On Thu, Feb 14, 2008 at 08:46:40AM -0600, Christopher Singley wrote:
> failing to quantize the data introduces 
> inconsistencies.

   Inconsistency between what? between different backends? Are they really
consistent by themselves?

> If I define a DecimalCol as size=10, precision=5, then when I fetch that 
> attribute from the database, I really don't want it to have size=20, 
> precision=2.

   Yes, but there is no harm in having size=20, precision=5.

> I think the class definition should be enforced for each instance.  
> Otherwise, 
> why bother having these parameters if they are meaningless?

   They are passed to the backend.

> Don't we want to be able to use SQLObject to write database-agnostic code?

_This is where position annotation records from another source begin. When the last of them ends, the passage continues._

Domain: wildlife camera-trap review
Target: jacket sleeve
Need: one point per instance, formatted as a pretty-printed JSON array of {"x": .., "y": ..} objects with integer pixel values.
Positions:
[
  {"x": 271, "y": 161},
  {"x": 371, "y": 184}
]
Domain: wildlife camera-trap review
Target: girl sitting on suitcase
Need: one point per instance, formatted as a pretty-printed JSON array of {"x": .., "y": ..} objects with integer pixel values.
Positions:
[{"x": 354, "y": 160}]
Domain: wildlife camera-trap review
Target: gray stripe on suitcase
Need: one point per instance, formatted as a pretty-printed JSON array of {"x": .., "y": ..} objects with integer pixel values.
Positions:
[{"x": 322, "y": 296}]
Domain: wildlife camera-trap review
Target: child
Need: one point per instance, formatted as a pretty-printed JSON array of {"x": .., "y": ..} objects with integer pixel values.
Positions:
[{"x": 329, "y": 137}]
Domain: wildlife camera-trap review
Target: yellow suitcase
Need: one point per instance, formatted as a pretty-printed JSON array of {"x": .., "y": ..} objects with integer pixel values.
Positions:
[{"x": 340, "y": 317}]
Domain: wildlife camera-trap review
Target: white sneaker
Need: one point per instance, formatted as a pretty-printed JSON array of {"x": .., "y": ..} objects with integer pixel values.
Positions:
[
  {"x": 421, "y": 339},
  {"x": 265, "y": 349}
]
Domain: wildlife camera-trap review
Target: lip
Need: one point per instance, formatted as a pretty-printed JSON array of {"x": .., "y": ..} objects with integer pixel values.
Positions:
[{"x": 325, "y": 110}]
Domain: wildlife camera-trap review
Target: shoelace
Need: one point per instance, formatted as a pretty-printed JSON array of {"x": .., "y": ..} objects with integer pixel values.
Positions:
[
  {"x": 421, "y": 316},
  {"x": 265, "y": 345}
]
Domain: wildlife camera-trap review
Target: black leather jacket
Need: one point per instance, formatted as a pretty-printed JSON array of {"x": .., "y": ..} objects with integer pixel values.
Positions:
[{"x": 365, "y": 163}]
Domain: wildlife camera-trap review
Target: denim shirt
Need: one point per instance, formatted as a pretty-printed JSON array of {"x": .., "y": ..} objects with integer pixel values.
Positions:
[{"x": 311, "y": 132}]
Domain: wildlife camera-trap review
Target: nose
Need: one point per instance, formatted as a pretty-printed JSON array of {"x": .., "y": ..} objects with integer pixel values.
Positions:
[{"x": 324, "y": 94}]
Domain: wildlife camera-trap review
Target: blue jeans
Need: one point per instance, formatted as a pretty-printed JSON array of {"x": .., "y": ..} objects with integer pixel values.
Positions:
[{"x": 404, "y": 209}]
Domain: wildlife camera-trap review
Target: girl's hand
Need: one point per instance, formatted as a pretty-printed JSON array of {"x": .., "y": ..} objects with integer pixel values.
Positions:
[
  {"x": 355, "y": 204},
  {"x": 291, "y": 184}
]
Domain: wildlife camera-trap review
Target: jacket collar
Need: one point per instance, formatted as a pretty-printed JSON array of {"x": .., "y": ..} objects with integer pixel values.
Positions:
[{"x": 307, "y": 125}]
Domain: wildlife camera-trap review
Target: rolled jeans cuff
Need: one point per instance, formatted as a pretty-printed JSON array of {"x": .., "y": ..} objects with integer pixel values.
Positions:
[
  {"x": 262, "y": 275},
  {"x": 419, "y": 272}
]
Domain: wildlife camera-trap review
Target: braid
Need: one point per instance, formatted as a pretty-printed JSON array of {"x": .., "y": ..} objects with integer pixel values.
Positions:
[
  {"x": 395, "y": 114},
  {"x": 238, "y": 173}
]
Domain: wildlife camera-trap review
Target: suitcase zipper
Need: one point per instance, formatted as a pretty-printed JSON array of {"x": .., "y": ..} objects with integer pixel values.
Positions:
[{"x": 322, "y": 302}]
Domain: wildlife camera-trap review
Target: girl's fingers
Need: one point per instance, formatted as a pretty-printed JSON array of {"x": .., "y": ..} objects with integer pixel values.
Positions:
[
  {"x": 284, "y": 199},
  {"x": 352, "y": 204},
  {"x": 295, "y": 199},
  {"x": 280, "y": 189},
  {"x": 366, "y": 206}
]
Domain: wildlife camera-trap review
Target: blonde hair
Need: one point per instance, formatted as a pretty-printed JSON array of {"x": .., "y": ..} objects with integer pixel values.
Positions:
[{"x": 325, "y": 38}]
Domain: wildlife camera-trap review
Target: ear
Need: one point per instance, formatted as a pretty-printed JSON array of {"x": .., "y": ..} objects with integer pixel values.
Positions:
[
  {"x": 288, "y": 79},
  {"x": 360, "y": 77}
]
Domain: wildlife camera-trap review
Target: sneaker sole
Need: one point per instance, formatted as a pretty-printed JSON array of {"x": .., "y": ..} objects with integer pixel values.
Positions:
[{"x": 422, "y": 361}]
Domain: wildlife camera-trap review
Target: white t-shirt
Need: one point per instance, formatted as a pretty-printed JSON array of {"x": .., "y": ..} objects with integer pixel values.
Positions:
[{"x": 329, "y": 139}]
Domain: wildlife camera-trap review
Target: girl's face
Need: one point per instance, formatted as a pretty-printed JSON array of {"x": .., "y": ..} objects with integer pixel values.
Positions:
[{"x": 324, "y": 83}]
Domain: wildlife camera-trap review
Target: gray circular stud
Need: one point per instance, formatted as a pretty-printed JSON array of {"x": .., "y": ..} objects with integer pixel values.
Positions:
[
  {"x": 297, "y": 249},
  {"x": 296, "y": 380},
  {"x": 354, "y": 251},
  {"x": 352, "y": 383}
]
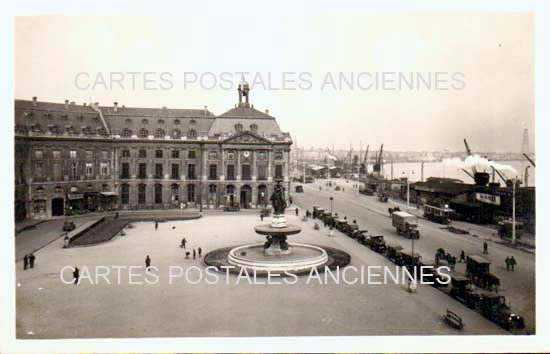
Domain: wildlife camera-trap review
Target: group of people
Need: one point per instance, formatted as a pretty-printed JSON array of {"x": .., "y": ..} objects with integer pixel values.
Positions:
[
  {"x": 28, "y": 261},
  {"x": 183, "y": 245}
]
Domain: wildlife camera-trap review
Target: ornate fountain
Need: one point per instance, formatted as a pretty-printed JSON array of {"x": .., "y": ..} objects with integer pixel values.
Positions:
[{"x": 276, "y": 254}]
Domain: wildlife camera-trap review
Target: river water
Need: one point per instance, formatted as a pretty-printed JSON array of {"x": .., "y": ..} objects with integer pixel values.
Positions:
[{"x": 439, "y": 169}]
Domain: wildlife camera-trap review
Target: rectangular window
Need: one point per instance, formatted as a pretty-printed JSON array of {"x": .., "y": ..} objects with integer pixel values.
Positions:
[
  {"x": 142, "y": 172},
  {"x": 57, "y": 171},
  {"x": 158, "y": 170},
  {"x": 89, "y": 169},
  {"x": 278, "y": 171},
  {"x": 141, "y": 194},
  {"x": 125, "y": 194},
  {"x": 230, "y": 172},
  {"x": 262, "y": 173},
  {"x": 158, "y": 193},
  {"x": 191, "y": 171},
  {"x": 74, "y": 171},
  {"x": 175, "y": 171},
  {"x": 104, "y": 168},
  {"x": 125, "y": 170},
  {"x": 246, "y": 172},
  {"x": 213, "y": 172}
]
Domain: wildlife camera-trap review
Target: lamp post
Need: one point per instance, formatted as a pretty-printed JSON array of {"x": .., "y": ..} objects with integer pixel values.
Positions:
[{"x": 514, "y": 211}]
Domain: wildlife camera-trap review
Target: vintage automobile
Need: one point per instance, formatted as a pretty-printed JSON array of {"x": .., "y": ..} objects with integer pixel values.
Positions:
[
  {"x": 439, "y": 215},
  {"x": 69, "y": 226},
  {"x": 405, "y": 224},
  {"x": 360, "y": 236},
  {"x": 393, "y": 252},
  {"x": 461, "y": 289},
  {"x": 317, "y": 211},
  {"x": 478, "y": 270},
  {"x": 376, "y": 243},
  {"x": 453, "y": 320},
  {"x": 494, "y": 308}
]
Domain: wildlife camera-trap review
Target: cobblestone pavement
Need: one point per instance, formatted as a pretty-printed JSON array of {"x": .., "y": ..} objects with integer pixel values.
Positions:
[
  {"x": 47, "y": 308},
  {"x": 517, "y": 286}
]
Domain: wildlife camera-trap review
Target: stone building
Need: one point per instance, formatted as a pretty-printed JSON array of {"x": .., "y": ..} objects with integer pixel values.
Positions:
[{"x": 73, "y": 158}]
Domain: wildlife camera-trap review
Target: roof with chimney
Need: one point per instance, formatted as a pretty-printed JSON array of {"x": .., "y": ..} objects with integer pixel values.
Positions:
[{"x": 35, "y": 117}]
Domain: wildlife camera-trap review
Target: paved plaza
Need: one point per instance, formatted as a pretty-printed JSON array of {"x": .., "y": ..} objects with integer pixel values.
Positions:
[{"x": 48, "y": 308}]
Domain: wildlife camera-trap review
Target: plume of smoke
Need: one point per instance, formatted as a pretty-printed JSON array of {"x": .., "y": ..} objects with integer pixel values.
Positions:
[{"x": 480, "y": 164}]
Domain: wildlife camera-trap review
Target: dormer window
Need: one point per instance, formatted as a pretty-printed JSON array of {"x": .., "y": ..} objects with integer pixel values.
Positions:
[
  {"x": 143, "y": 133},
  {"x": 160, "y": 133}
]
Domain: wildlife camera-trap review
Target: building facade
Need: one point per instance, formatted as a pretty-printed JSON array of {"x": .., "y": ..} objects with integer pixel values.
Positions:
[{"x": 73, "y": 158}]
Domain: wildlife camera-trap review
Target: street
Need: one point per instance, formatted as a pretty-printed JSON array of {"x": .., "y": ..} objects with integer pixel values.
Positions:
[{"x": 372, "y": 215}]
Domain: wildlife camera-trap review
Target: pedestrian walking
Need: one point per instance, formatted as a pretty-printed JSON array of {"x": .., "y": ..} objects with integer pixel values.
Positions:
[
  {"x": 31, "y": 260},
  {"x": 512, "y": 263},
  {"x": 76, "y": 275}
]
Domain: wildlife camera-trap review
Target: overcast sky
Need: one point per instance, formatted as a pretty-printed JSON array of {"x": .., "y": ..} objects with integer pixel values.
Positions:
[{"x": 490, "y": 55}]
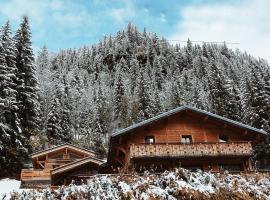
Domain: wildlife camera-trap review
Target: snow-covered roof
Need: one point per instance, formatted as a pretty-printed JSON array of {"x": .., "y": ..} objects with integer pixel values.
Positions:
[
  {"x": 183, "y": 108},
  {"x": 77, "y": 163},
  {"x": 61, "y": 146}
]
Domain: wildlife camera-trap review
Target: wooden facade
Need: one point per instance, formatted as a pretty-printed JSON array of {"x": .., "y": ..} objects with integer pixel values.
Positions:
[
  {"x": 54, "y": 166},
  {"x": 186, "y": 137}
]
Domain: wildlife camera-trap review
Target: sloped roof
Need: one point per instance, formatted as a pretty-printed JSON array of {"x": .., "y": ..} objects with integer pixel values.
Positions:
[
  {"x": 77, "y": 163},
  {"x": 183, "y": 108},
  {"x": 62, "y": 146}
]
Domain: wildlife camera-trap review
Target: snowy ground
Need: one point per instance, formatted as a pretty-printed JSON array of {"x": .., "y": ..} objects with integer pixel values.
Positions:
[
  {"x": 171, "y": 185},
  {"x": 7, "y": 186}
]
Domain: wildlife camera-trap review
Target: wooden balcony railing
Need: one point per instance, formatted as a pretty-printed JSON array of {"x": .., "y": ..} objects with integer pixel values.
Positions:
[
  {"x": 28, "y": 174},
  {"x": 191, "y": 149}
]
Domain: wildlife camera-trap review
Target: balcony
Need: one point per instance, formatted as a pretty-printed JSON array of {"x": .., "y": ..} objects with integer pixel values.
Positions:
[
  {"x": 191, "y": 149},
  {"x": 28, "y": 174}
]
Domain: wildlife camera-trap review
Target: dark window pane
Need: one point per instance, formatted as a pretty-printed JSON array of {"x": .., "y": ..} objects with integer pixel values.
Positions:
[
  {"x": 150, "y": 140},
  {"x": 186, "y": 139}
]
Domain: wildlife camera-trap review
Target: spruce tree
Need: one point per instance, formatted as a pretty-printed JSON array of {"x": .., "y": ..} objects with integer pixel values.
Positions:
[
  {"x": 27, "y": 82},
  {"x": 13, "y": 151}
]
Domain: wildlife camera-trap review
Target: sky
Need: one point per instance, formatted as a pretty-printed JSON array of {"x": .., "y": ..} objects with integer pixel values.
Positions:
[{"x": 61, "y": 24}]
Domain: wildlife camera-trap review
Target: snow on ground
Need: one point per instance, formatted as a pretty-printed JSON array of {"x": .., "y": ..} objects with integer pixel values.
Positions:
[
  {"x": 171, "y": 185},
  {"x": 7, "y": 186}
]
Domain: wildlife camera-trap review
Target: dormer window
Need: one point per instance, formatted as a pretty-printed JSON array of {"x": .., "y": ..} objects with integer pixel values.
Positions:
[
  {"x": 149, "y": 140},
  {"x": 186, "y": 139},
  {"x": 223, "y": 138}
]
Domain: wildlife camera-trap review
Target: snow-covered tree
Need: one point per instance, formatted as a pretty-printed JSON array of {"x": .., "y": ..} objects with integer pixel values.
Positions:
[{"x": 27, "y": 82}]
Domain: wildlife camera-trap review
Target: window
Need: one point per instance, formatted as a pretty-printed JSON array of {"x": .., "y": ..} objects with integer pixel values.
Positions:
[
  {"x": 229, "y": 167},
  {"x": 223, "y": 138},
  {"x": 186, "y": 139},
  {"x": 149, "y": 140}
]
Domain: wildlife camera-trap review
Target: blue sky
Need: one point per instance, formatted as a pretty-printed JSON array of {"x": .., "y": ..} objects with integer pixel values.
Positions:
[{"x": 64, "y": 24}]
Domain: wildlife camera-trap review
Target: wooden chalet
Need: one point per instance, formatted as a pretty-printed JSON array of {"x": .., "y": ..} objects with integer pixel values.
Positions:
[
  {"x": 186, "y": 137},
  {"x": 59, "y": 165}
]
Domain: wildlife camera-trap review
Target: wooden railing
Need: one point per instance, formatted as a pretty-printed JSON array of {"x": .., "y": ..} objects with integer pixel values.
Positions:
[
  {"x": 191, "y": 149},
  {"x": 28, "y": 174}
]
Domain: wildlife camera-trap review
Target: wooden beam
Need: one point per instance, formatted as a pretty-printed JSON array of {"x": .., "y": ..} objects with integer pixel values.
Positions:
[
  {"x": 118, "y": 160},
  {"x": 205, "y": 119},
  {"x": 121, "y": 149},
  {"x": 42, "y": 165}
]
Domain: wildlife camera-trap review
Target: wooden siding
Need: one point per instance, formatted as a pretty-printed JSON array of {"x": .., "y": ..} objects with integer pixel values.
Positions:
[
  {"x": 191, "y": 150},
  {"x": 28, "y": 174},
  {"x": 204, "y": 131}
]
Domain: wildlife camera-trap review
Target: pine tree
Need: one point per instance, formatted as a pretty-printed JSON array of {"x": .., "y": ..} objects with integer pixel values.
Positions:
[
  {"x": 27, "y": 83},
  {"x": 12, "y": 143}
]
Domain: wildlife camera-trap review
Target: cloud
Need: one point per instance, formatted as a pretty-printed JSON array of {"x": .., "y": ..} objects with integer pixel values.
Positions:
[
  {"x": 162, "y": 17},
  {"x": 124, "y": 12},
  {"x": 246, "y": 22}
]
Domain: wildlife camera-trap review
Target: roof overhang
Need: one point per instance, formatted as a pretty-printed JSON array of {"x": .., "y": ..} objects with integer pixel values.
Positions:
[
  {"x": 183, "y": 108},
  {"x": 63, "y": 146},
  {"x": 75, "y": 164}
]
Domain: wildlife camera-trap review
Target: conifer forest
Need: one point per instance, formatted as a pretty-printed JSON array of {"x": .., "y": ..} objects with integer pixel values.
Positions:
[{"x": 83, "y": 95}]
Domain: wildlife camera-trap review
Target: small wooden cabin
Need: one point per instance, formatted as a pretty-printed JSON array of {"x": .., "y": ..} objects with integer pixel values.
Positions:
[
  {"x": 59, "y": 165},
  {"x": 186, "y": 137}
]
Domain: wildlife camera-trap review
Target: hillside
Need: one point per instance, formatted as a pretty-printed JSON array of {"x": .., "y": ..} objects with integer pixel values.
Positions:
[
  {"x": 177, "y": 184},
  {"x": 83, "y": 95},
  {"x": 88, "y": 93}
]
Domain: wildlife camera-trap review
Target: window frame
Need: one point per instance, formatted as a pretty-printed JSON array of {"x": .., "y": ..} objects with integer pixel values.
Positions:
[
  {"x": 186, "y": 136},
  {"x": 224, "y": 137},
  {"x": 147, "y": 138}
]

   As far as possible but not further. By using strings to store decimals
we are making a workaround for the backend that doesn't have a decimal
type. But the workaround has a price.

> If 
> every other DB engine offers strict guarantees about size/precision, 
> shouldn't sqlobject do the same?

   They guarantee minimal precision. Quantization in SQLObject makes that
worse, not better.

Oleg.
-- 
     Oleg Broytmann            http://phd.pp.ru/            [EMAIL PROTECTED]
           Programmers don't die, they just GOSUB without RETURN.